The campaign is seeking to reverse three cases decided by the state Supreme Court just before and after the 2020 presidential election that "unlawfully" changed the mail-in voting laws, arguing that the Supreme Court's decisions violated Article II of the Constitution and the Bush v. Gore ruling of 2000.

The lawsuit is seeking “all appropriate remedies,” which includes the vacating of electors that were committed to Joe Biden and allowing the Pennsylvania Legislature to call up their own electors. With the Electoral College voting on December 14, the Pennsylvania Republican Party said its own voters had voted for Trump and Vice President Mike Pence to sustain legal challenges in the state.

Former New York City Mayor Rudy Giuliani stated regarding the case “The Campaign also moved for expedited consideration, asking the Supreme Court to order responses by December 23 and a reply by December 24 to allow the U.S. Supreme Court to rule before Congress meets on January 6 to consider the votes of the electoral college." He also added “This represents the Campaign’s first independent U.S. Supreme Court filing and seeks relief based on the same Constitutional arguments successfully raised in Bush v. Gore.”

In addition, the lawsuit will seek to reverse several decisions that have undone Pennsylvania lawmakers' protections against absentee ballot fraud.

The lawsuit states that these laws prohibited election officials from checking whether ballots sent by mail during election day were genuine, deprived certain campaigns of the right to challenge ballots if they were canvassed for forged signatures or other issues, barred election observers from getting close enough to the vote count in some areas, such as Philadelphia, and eliminated the legal requirement that voters must properly sign, address, and date postal ballots.

Trump’s lawyer John Eastman said that “Collectively, these three decisions resulted in counting approximately 2.6 million mail ballots in violation of the law as enacted by the Pennsylvania Legislature,” adding there are more than enough ballots involved to affect the final election outcome.

Eastman requested that the Supreme Court require Secretary of the Commonwealth Kathy Boockvar to respond to the campaign's submission by noon December 23. Boockvar's office did not respond to a request for comment by the press deadline.

Earlier this month, the Supreme Court declined to hear a lawsuit filed by Texas Attorney General Ken Paxton against Pennsylvania, Georgia, Michigan, and Wisconsin, claiming that those states made unconstitutional changes to their election laws. In a 7-2 ruling not to hear the case, the court said Texas lacked standing, which Trump and other conservatives condemned.

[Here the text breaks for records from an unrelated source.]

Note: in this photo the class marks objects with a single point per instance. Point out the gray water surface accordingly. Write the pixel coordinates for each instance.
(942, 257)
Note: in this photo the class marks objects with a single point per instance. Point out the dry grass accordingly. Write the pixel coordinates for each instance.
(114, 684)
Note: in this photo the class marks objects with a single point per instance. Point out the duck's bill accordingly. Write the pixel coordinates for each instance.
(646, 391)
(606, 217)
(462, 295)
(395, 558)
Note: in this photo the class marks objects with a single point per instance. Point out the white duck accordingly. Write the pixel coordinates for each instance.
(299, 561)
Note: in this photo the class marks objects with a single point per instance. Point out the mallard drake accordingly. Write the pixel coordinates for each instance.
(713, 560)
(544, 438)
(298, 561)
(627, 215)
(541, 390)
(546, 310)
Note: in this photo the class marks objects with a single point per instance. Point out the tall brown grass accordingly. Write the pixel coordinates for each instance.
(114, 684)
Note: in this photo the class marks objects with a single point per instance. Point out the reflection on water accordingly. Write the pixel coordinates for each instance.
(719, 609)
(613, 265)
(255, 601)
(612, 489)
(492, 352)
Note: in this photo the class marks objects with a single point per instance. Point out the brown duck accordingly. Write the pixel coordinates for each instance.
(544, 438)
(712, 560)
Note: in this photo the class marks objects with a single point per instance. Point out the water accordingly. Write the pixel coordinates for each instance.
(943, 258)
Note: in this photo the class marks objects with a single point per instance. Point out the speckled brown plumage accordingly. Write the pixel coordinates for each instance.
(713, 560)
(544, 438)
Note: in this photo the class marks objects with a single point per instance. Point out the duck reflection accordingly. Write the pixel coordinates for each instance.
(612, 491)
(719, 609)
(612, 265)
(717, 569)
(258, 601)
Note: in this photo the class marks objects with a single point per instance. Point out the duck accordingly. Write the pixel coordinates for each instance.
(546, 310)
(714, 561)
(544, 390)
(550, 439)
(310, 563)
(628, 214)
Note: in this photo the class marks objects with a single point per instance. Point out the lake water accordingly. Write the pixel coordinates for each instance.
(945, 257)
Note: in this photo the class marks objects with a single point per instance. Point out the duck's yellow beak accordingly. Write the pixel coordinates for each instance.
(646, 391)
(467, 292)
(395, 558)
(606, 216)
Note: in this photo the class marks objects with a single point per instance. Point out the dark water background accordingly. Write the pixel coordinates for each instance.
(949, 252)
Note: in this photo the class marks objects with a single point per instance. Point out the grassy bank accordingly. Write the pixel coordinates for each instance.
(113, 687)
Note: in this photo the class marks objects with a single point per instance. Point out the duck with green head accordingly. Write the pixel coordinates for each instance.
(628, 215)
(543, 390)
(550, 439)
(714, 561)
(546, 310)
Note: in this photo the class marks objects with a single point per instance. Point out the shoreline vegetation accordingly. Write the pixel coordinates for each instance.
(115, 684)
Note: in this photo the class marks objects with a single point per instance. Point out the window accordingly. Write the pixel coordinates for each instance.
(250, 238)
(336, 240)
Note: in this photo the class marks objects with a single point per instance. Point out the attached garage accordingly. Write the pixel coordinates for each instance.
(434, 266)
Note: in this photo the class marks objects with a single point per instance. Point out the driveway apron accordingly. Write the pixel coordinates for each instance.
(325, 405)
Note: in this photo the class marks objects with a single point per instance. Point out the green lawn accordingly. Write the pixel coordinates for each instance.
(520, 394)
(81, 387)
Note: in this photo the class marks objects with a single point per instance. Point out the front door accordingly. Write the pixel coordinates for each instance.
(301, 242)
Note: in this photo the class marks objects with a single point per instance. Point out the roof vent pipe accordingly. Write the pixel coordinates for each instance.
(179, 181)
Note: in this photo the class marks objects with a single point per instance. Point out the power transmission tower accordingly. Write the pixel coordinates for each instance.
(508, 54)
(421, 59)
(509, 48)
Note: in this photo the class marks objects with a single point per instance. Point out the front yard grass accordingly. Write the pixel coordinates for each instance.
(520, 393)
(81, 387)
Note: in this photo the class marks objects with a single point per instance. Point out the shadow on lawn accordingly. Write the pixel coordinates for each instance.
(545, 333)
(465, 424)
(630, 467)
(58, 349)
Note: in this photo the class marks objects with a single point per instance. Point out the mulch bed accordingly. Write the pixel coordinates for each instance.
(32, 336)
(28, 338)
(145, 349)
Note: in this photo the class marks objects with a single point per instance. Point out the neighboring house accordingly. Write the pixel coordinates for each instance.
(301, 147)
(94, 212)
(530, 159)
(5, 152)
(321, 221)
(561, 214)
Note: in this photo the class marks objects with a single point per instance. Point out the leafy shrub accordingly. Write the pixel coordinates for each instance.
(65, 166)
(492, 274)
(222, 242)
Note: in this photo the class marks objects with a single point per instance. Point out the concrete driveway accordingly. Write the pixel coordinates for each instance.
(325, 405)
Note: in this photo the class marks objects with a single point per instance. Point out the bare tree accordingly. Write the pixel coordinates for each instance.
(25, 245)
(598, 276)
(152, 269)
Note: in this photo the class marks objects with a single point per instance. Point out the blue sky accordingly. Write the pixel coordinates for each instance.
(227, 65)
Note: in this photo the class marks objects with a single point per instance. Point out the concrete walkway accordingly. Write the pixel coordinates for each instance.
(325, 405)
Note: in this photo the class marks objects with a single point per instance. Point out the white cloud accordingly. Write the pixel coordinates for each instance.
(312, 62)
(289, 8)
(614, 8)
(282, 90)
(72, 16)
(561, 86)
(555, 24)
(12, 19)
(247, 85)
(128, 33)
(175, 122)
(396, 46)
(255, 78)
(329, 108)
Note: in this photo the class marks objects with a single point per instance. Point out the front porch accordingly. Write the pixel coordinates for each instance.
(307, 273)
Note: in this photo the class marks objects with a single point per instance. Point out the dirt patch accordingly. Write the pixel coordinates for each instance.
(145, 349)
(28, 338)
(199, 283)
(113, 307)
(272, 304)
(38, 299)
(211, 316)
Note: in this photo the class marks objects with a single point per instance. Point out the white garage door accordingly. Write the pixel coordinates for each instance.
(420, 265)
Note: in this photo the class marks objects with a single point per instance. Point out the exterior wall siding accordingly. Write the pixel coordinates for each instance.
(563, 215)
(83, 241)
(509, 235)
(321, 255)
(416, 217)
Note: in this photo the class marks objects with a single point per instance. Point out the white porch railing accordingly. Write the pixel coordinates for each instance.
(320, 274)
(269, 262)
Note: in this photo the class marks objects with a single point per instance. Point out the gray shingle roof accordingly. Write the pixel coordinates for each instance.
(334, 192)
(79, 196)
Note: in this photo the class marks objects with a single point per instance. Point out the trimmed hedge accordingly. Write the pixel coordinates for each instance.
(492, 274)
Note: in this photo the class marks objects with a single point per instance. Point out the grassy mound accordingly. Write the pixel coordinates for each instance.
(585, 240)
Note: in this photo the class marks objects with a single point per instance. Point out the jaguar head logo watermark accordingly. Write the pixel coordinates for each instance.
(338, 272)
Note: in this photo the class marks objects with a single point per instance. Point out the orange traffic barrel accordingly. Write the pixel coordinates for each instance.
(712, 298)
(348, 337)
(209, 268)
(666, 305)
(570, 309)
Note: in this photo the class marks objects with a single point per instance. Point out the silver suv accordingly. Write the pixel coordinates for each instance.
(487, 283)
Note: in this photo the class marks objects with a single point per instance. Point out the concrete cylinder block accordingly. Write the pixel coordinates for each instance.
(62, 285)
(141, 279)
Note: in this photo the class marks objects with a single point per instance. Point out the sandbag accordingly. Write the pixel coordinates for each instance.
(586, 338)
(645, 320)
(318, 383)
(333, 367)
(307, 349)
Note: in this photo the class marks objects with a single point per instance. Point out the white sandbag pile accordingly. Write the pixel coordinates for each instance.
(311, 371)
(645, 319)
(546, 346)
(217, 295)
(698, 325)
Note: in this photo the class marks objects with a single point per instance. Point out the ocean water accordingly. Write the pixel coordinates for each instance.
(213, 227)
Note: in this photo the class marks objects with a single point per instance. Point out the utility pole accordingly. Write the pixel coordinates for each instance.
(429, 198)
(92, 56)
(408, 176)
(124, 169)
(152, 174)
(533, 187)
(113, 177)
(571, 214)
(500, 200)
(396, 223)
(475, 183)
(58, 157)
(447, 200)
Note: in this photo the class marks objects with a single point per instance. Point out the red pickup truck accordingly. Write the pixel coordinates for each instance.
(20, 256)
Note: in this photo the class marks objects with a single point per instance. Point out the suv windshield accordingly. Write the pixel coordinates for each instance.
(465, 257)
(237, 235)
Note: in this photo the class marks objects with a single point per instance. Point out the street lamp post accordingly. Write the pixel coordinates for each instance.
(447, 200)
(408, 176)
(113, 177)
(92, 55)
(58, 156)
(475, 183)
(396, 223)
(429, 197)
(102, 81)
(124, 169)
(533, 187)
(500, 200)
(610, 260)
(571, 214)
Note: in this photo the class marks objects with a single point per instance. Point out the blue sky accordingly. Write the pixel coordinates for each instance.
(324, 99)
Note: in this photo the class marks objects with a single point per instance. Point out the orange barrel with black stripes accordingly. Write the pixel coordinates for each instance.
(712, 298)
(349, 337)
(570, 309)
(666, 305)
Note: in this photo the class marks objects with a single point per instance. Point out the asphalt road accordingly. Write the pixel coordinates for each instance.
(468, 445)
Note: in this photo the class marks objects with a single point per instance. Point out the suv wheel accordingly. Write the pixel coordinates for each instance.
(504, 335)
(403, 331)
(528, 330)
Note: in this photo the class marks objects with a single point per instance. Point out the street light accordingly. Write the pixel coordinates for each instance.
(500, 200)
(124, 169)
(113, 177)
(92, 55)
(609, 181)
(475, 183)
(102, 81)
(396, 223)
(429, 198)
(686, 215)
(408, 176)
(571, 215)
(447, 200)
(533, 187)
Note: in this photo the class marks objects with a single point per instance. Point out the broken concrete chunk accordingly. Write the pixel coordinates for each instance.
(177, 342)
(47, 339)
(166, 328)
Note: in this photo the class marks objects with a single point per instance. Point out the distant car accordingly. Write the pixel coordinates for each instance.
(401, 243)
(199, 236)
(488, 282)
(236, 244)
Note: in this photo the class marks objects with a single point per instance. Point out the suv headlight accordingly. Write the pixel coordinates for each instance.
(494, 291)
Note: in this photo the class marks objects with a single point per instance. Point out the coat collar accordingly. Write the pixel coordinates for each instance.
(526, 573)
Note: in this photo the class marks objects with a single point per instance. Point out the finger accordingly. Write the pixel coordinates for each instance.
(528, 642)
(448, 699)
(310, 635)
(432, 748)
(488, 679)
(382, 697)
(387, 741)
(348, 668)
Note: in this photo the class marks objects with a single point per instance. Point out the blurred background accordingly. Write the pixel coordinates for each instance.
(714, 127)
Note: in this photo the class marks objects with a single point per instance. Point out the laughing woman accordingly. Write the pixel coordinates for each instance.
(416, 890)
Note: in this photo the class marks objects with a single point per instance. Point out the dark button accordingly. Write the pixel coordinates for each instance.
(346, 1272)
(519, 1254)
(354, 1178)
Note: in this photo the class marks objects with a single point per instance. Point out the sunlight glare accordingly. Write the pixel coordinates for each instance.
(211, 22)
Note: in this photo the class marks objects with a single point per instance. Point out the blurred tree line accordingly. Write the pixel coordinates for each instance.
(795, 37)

Meanwhile, Republican Mike Kelly of Pennsylvania, filed a lawsuit against the state's top executive, claiming that it has unconstitutionally changed its absentee ballot laws, after the Supreme Court previously denied the group's request for an immediate injunction. This was done to prevent Pennsylvania from taking additional steps to confirm the 2020 election results.

Kelly's attorneys filed a motion for a writ of certiorari on December 11, which is when an appellate court decides to review a case at its discretion, but was docketed on December 15 by the court, which argued the Pennsylvania Supreme Court was wrong to dismiss their case because the judges thought the plaintiffs had filed their case with unwarranted delay.

The petition read “This Court should not turn a blind eye to unconstitutional election laws that permit massive vote dilution and have a significant impact on election outcomes, as the Pennsylvania Supreme Court did.”

The lawsuit alleges that the law is another illegal attempt to override the restrictions on absentee ballots enshrined in the Pennsylvania Constitution without first following the necessary constitutional amendment process to allow the expansion.